Çölyak hastalığından farklı olarak, hem glüten duyarlılığı hem de glüten intoleransı, ince bağırsağın kaplamasına zarar vermez. Bununla birlikte vücut, glüteni bir bağışıklık tepkisinin başlatılmasını tetikleyen yabancı bir istilacı olarak tanımlar. Enflamasyon bu tepkinin bir parçasıdır ve şişkinlik, ishal ve karın rahatsızlığı gibi semptomlara katkıda bulunabilir, ancak semptomlar ve iltihaplanma tipik olarak glüten sindirim yoluyla vücuttan atılır atılmaz düzelir.
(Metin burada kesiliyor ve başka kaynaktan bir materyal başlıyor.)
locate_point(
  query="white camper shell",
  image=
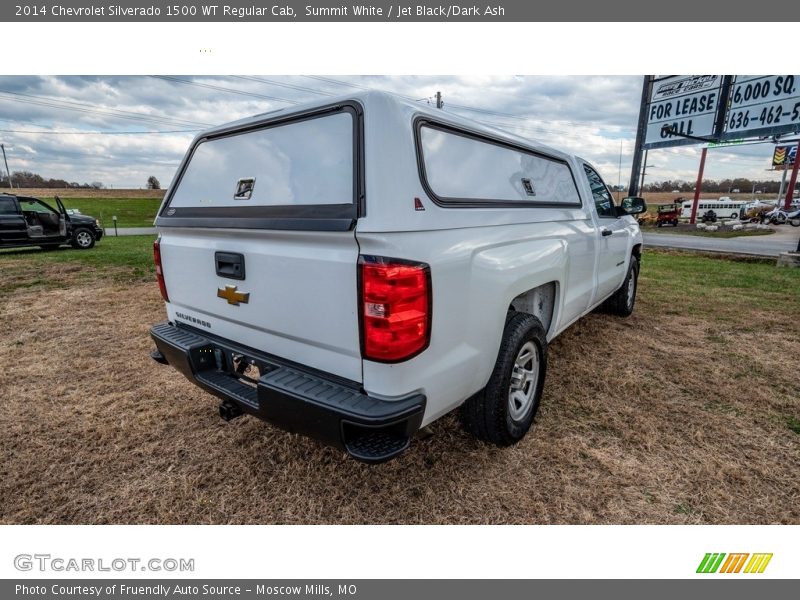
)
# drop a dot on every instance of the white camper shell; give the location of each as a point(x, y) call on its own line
point(356, 268)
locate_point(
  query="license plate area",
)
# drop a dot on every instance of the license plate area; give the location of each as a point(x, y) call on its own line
point(246, 369)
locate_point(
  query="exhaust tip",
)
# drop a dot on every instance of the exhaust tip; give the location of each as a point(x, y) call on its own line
point(229, 411)
point(157, 356)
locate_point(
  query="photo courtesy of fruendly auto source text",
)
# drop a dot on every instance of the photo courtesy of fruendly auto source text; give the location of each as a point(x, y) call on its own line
point(387, 300)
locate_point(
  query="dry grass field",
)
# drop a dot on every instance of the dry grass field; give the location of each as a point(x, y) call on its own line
point(687, 412)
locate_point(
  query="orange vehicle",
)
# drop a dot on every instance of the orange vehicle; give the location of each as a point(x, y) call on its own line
point(668, 214)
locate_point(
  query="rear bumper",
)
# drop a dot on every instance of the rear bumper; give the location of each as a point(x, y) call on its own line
point(333, 411)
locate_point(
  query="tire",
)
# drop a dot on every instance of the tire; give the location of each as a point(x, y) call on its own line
point(621, 303)
point(82, 239)
point(503, 412)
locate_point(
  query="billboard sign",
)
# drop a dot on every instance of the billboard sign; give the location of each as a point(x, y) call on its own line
point(687, 104)
point(762, 105)
point(784, 157)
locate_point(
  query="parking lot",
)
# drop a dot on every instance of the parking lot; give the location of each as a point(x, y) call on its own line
point(687, 412)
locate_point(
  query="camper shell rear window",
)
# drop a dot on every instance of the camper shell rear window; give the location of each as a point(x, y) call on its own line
point(303, 171)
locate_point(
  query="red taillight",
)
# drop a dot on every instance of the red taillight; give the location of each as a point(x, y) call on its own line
point(395, 308)
point(159, 270)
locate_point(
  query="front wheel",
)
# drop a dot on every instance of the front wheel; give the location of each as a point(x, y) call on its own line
point(503, 412)
point(622, 301)
point(82, 239)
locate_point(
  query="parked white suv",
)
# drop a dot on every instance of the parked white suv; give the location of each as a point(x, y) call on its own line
point(353, 270)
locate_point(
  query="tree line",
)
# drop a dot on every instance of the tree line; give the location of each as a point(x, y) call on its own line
point(26, 179)
point(724, 186)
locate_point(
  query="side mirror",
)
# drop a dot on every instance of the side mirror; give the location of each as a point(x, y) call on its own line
point(632, 205)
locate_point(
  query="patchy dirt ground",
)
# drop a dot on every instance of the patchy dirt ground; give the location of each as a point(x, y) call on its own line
point(666, 417)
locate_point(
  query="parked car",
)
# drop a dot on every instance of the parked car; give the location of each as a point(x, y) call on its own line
point(27, 221)
point(355, 269)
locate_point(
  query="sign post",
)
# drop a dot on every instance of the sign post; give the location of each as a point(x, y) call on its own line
point(698, 186)
point(792, 181)
point(633, 186)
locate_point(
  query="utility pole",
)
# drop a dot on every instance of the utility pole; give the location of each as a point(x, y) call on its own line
point(5, 160)
point(619, 173)
point(644, 172)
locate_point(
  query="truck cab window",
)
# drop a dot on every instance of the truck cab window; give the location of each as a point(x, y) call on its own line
point(602, 197)
point(7, 206)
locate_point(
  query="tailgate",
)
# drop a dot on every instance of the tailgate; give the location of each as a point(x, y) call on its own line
point(301, 287)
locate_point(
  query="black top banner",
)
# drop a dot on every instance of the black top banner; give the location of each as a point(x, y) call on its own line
point(671, 12)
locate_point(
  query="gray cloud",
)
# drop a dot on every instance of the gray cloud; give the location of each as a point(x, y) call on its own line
point(589, 115)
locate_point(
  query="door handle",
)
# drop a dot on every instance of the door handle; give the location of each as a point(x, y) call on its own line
point(229, 264)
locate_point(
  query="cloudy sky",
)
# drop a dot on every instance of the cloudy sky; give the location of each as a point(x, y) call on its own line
point(120, 130)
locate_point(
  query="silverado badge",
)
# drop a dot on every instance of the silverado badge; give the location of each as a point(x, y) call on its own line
point(233, 296)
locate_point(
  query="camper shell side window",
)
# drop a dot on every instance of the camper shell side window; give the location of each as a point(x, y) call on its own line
point(304, 171)
point(461, 168)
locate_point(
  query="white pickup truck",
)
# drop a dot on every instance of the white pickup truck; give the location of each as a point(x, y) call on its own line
point(356, 268)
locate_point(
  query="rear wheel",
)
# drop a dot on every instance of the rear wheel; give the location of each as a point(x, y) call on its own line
point(82, 239)
point(623, 300)
point(503, 412)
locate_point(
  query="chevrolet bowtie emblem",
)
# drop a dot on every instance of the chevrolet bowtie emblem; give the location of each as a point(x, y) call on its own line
point(233, 296)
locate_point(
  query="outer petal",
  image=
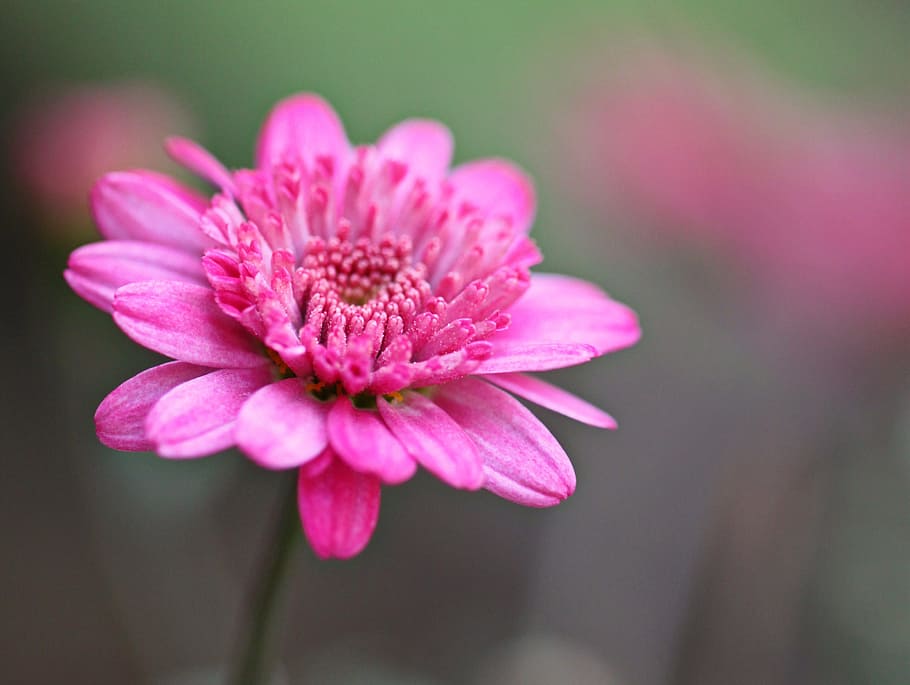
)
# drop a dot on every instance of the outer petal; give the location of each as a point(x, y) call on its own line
point(497, 188)
point(97, 270)
point(523, 462)
point(134, 205)
point(302, 126)
point(200, 161)
point(509, 355)
point(424, 145)
point(181, 320)
point(361, 438)
point(281, 426)
point(197, 418)
point(560, 309)
point(339, 509)
point(120, 418)
point(436, 441)
point(549, 396)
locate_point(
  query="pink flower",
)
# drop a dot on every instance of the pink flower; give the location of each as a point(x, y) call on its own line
point(349, 312)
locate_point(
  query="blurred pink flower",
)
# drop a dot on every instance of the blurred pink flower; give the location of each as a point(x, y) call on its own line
point(350, 312)
point(812, 203)
point(64, 141)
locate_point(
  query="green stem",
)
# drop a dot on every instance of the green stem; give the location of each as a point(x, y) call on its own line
point(255, 662)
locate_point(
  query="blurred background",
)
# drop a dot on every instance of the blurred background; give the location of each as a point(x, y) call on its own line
point(739, 173)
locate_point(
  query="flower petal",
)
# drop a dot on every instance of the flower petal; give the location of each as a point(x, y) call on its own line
point(197, 418)
point(434, 440)
point(361, 438)
point(339, 509)
point(120, 418)
point(523, 462)
point(304, 127)
point(281, 426)
point(561, 309)
point(554, 398)
point(98, 269)
point(141, 205)
point(424, 145)
point(181, 320)
point(496, 188)
point(200, 161)
point(508, 356)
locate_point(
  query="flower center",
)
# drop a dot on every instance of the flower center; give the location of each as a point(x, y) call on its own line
point(358, 272)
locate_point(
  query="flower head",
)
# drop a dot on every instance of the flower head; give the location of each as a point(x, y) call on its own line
point(350, 312)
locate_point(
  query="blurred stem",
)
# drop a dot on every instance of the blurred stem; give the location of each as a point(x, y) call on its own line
point(258, 645)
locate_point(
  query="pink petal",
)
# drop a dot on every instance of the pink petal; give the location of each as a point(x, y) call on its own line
point(97, 270)
point(197, 418)
point(120, 418)
point(200, 161)
point(282, 426)
point(181, 320)
point(339, 509)
point(424, 145)
point(560, 309)
point(434, 440)
point(133, 205)
point(496, 188)
point(509, 356)
point(554, 398)
point(304, 127)
point(361, 438)
point(523, 462)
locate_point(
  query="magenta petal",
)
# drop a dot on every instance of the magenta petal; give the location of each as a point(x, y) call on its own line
point(97, 270)
point(424, 145)
point(361, 438)
point(339, 509)
point(304, 127)
point(181, 320)
point(496, 188)
point(198, 417)
point(560, 309)
point(200, 161)
point(282, 426)
point(509, 356)
point(549, 396)
point(436, 441)
point(120, 418)
point(132, 205)
point(523, 462)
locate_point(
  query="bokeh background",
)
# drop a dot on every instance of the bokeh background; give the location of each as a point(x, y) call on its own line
point(737, 172)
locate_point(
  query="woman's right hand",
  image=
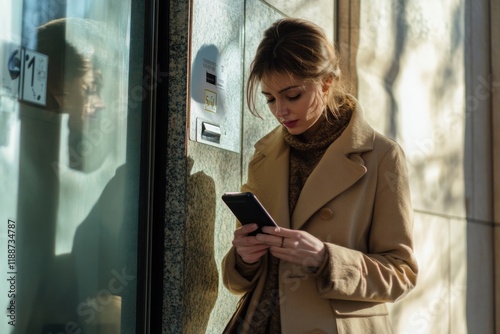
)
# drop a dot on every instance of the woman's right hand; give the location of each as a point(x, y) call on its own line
point(248, 247)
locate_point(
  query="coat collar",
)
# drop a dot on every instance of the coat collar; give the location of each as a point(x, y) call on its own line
point(339, 169)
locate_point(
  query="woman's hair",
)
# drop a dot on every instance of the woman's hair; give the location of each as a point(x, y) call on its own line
point(299, 48)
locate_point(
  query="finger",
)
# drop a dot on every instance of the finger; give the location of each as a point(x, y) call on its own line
point(245, 229)
point(270, 239)
point(278, 231)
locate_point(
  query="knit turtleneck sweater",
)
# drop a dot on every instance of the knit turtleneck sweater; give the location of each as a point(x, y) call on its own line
point(305, 153)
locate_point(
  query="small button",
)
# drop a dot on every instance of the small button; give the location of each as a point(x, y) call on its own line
point(317, 331)
point(325, 213)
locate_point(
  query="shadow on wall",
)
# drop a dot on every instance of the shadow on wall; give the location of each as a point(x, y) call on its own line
point(201, 276)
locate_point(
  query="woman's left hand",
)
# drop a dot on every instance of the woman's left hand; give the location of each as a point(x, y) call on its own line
point(294, 246)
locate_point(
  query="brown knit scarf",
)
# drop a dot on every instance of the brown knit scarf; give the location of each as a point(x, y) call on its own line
point(304, 156)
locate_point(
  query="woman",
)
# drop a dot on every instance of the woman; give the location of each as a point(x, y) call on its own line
point(338, 190)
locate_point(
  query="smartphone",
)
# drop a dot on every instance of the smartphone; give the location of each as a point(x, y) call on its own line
point(247, 209)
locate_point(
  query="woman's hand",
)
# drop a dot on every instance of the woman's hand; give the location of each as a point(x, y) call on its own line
point(294, 246)
point(248, 247)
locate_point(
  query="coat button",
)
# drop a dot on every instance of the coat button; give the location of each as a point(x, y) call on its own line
point(325, 213)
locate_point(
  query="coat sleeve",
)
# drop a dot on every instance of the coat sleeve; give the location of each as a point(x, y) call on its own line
point(388, 270)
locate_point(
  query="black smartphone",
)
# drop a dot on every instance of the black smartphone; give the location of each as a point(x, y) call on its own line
point(247, 209)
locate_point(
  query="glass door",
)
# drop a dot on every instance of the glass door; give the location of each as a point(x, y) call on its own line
point(72, 116)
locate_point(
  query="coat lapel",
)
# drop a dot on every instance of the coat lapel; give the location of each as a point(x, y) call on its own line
point(340, 167)
point(273, 183)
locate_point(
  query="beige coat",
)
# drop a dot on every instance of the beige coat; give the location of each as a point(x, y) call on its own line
point(357, 201)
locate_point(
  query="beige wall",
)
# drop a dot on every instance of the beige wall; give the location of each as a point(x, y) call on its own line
point(423, 73)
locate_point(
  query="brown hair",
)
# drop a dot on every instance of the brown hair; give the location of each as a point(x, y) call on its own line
point(300, 48)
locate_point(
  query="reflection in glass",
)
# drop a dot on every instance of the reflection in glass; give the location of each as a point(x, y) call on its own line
point(67, 179)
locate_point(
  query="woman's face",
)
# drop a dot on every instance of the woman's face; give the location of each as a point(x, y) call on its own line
point(296, 103)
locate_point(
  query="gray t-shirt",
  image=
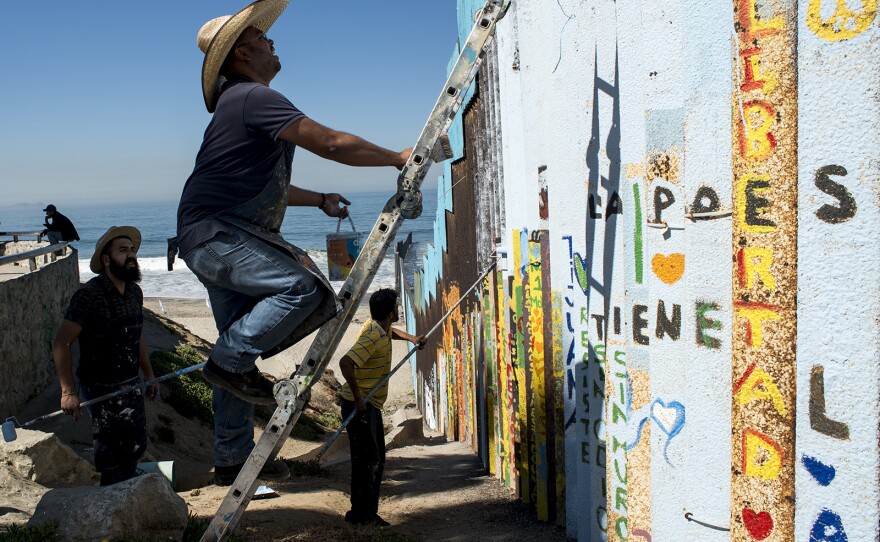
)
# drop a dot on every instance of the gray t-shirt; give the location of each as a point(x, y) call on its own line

Glüten duyarlılığı veya intoleransı ile birlikte sık glüten tüketimi baş ağrısı, uyuşukluk, hiperaktivite, kas zayıflığı ve eklem ağrısı gibi diğer semptomlara neden olabilir.
Nasıl teşhis edilir?
Glüten içeren yiyecekleri yedikten sonra olumsuz belirtiler yaşıyorsanız, alerjiniz veya glütene duyarlılığınız olabilir. Öncellikle kan testi yapılması gerekebilir. Bu testleri yaparken glüten içeren gıdaları tüketmeye devam etmeniz gerekir, teşhis konduktan sonra glütensiz bir diyete geçmeniz gerekir.
Kan testi çölyak hastalığı tanısını doğrulayamaz, ancak glütene karşı bir tür otoimmün veya alerjik reaksiyon önerebilecek immünoglobulin E antikorlarının varlığını ortaya çıkarabilir. Kan testinizde glüten spesifik antikorlar pozitif çıkarsa, doktorunuz ince bağırsağı hasar açısından kontrol etmek için bir endoskopi önerebilir. İnce bağırsağın kaplamasındaki hasar çölyak hastalığı tanısını doğrular, hasarın olmaması ise buğday alerjisi, glüten duyarlılığı veya intoleransı olduğunu gösterir.
Nasıl tedavi edilir?
Çölyak hastalığı veya buğday alerjisi teşhisi konduysa, rahatlamak için hemen glütensiz bir diyete geçmeniz gerekir. Glüten duyarlılığı ve glüten intoleransı için, semptomlarınız hafif ve yönetilebilir olduğu sürece düzenli miktarlarda glüten tüketebilirsiniz, ancak bunun yan etkilere değmediğini görebilirsiniz.
Spektrumun neresinde olursanız olun, her zamankinden daha fazla glütensiz gıda olduğunu bilmekten memnun olacaksınız. En sevdiğiniz yiyeceklerden vazgeçmeniz gerekmeyebilir, sadece glütensiz muadillerine geçmeniz gerekecek.